The Great Molasses Flood
On January 15, 1919, 95 years ago, there was a disastrous flood in Boston. But it was not a flood of water, it was a flood of molasses. Can you even imagine gallons of molasses coursing through the streets of the North End at 35 miles per hour? In some cases the wave of molasses was as high as 2 or 3 feet. 21 people were killed, 150 injured, and there was much property damage.
So where did all this molasses come from? By the harbor, on the edge of the North End there was a 50’ tall tank nearly filled with 26 million pounds of molasses. Today it’s hard for us to appreciate the importance of molasses, but at that time, it was the major sweetener , some was distilled for the making of rum, but the largest amount was used in the making of dynamite, other munitions, and explosives. This latter use had grown rapidly with the demands of the war that had just ended.
The tank had been built by USIA (U.S. Industrial Alcohol) on the waterfront at the edge of the North End neighborhood. It was located there because the North End was the home of Italian immigrants with little interest in politics and therefore little political power to offer resistance. Follow-up investigations found that many shortcuts had been taken in the construction of the tower so there was a general structural weakness. In addition, many basic safety tests were never conducted. On January 15th, the day in question, the temperature in Boston quickly went from 2 degrees to 40 degrees, and the pressure inside the tank caused a major collapse with pieces of debris flying through the air.

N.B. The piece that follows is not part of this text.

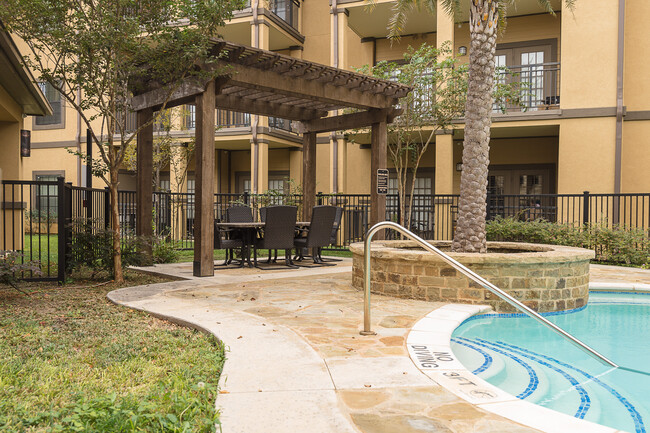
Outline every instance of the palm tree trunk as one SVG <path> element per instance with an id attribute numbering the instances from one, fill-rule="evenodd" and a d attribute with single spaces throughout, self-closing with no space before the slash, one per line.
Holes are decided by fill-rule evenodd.
<path id="1" fill-rule="evenodd" d="M 492 87 L 496 51 L 498 0 L 470 2 L 470 55 L 463 171 L 458 222 L 452 250 L 484 253 L 487 175 L 492 124 Z"/>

The force of the flood of molasses, coupled with the flying debris, knocked buildings from their foundation. The sticky substance knocked down people , and some died where they fell. It was difficult to treat any victims who survived the flood because they were covered with molasses. 300 worked on clean-up for more than 2 weeks, and the harbor was brown until summer.

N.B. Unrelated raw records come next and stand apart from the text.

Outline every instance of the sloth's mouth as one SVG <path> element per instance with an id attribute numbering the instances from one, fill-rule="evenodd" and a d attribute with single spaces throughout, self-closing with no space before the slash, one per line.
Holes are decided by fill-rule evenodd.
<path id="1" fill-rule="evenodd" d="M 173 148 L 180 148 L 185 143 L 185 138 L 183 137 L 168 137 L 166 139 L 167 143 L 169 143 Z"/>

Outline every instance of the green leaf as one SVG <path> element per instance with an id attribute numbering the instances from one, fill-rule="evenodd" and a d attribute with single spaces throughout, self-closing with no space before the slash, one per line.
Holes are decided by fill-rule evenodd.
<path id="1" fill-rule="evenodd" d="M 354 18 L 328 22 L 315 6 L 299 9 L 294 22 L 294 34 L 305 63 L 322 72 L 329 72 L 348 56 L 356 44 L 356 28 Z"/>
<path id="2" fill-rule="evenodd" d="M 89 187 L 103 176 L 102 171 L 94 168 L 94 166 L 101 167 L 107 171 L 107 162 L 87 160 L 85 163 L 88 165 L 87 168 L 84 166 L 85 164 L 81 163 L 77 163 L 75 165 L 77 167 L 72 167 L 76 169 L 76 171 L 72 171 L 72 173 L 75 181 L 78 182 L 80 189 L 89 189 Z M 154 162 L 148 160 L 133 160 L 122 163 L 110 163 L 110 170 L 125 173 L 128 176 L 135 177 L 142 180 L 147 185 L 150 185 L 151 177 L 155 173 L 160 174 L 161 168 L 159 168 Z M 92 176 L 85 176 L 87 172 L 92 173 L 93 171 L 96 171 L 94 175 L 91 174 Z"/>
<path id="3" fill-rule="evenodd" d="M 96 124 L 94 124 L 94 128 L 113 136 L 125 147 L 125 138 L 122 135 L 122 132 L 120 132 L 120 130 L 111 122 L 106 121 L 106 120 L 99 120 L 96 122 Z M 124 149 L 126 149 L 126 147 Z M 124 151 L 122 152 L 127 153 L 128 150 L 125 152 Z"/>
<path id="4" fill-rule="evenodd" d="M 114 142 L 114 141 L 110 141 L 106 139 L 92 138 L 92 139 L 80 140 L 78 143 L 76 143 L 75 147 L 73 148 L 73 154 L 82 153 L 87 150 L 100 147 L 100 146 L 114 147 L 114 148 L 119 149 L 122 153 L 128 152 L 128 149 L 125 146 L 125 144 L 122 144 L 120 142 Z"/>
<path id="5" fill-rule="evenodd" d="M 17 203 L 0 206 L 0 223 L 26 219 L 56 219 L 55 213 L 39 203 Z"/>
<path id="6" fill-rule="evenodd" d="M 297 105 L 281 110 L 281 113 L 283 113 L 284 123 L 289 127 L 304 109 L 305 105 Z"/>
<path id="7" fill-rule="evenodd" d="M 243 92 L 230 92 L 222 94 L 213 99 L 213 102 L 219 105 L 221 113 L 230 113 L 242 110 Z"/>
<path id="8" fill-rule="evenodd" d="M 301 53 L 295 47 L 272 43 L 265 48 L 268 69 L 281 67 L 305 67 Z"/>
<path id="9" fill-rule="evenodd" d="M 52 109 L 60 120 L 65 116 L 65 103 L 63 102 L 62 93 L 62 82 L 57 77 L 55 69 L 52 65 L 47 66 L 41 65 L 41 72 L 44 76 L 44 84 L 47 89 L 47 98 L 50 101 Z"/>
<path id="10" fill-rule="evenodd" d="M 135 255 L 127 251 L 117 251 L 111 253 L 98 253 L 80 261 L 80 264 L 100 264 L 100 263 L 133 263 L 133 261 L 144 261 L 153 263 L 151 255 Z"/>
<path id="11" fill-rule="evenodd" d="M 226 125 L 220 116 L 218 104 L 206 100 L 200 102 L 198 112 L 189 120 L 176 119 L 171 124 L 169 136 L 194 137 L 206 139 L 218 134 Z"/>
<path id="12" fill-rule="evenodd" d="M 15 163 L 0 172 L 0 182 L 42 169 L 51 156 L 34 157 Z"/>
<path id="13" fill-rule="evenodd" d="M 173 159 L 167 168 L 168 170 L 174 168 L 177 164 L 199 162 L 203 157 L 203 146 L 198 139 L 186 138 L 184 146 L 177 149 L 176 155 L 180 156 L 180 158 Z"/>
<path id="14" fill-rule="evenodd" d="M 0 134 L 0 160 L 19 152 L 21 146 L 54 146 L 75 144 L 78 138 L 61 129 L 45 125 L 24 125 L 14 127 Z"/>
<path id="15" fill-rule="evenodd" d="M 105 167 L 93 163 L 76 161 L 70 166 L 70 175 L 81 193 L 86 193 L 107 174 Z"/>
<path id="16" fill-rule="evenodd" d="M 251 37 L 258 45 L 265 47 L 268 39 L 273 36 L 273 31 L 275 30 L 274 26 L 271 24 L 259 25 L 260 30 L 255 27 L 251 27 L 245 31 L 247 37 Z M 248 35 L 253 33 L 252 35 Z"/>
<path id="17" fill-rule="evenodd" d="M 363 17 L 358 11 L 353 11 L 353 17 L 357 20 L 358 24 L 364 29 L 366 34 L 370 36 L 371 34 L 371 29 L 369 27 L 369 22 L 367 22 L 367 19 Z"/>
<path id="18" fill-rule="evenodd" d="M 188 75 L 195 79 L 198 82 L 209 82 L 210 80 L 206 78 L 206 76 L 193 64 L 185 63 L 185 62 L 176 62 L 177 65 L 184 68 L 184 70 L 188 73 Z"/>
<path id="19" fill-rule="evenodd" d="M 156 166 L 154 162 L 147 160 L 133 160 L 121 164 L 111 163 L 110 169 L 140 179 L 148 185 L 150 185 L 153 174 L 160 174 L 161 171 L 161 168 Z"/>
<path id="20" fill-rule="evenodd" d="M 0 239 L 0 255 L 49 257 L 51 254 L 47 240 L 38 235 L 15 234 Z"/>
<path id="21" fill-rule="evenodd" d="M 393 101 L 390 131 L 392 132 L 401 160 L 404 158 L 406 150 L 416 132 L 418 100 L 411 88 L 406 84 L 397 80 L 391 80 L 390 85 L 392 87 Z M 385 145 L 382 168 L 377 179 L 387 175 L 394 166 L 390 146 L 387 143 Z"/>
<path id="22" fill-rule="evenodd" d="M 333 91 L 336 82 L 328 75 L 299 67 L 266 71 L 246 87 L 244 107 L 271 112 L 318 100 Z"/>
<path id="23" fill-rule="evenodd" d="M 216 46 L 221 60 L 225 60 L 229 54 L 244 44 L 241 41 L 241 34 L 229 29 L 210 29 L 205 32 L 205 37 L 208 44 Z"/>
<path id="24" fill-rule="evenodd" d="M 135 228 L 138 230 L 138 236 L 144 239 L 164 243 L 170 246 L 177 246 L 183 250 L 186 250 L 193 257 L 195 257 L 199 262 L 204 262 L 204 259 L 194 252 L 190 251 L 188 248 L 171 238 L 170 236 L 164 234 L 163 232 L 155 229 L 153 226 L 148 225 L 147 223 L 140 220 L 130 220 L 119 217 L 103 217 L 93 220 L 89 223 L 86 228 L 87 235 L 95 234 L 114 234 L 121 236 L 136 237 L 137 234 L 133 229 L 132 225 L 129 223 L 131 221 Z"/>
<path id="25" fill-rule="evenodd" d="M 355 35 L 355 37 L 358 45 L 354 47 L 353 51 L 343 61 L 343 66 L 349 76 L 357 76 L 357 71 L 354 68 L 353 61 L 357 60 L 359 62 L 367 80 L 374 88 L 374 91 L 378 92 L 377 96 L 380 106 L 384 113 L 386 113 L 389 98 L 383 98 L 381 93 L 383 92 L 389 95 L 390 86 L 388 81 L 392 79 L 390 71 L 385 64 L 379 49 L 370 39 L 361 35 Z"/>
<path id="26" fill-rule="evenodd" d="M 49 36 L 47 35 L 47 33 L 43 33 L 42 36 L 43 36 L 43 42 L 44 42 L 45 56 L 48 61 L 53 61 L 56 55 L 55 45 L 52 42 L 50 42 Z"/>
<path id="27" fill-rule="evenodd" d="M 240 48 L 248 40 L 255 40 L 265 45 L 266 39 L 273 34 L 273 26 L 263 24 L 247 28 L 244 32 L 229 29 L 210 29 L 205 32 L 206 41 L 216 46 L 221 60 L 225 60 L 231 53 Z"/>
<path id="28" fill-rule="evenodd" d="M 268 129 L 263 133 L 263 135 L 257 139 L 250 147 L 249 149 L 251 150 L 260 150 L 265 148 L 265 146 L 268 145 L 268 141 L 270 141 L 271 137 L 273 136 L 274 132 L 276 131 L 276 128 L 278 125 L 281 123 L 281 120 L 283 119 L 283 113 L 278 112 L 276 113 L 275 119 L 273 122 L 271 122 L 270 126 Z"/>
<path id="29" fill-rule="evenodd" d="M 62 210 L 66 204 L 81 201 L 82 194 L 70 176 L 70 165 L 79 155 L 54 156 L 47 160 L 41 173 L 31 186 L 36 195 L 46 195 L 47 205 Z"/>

In the days that followed, the owners kept insisting that the collapse was due to TNT used by anarchists, but in the trial, USIA was charged with manslaughter through negligence. There is a local myth that on a warm day, you can still smell molasses on the streets of that area!
© Dorothy C. Judd
This post is not intended as a scholarly article, but rather as a collection of facts gathered from Stephen Puleo’s book “Dark Tide,” as well as from, yes, Wikipedia.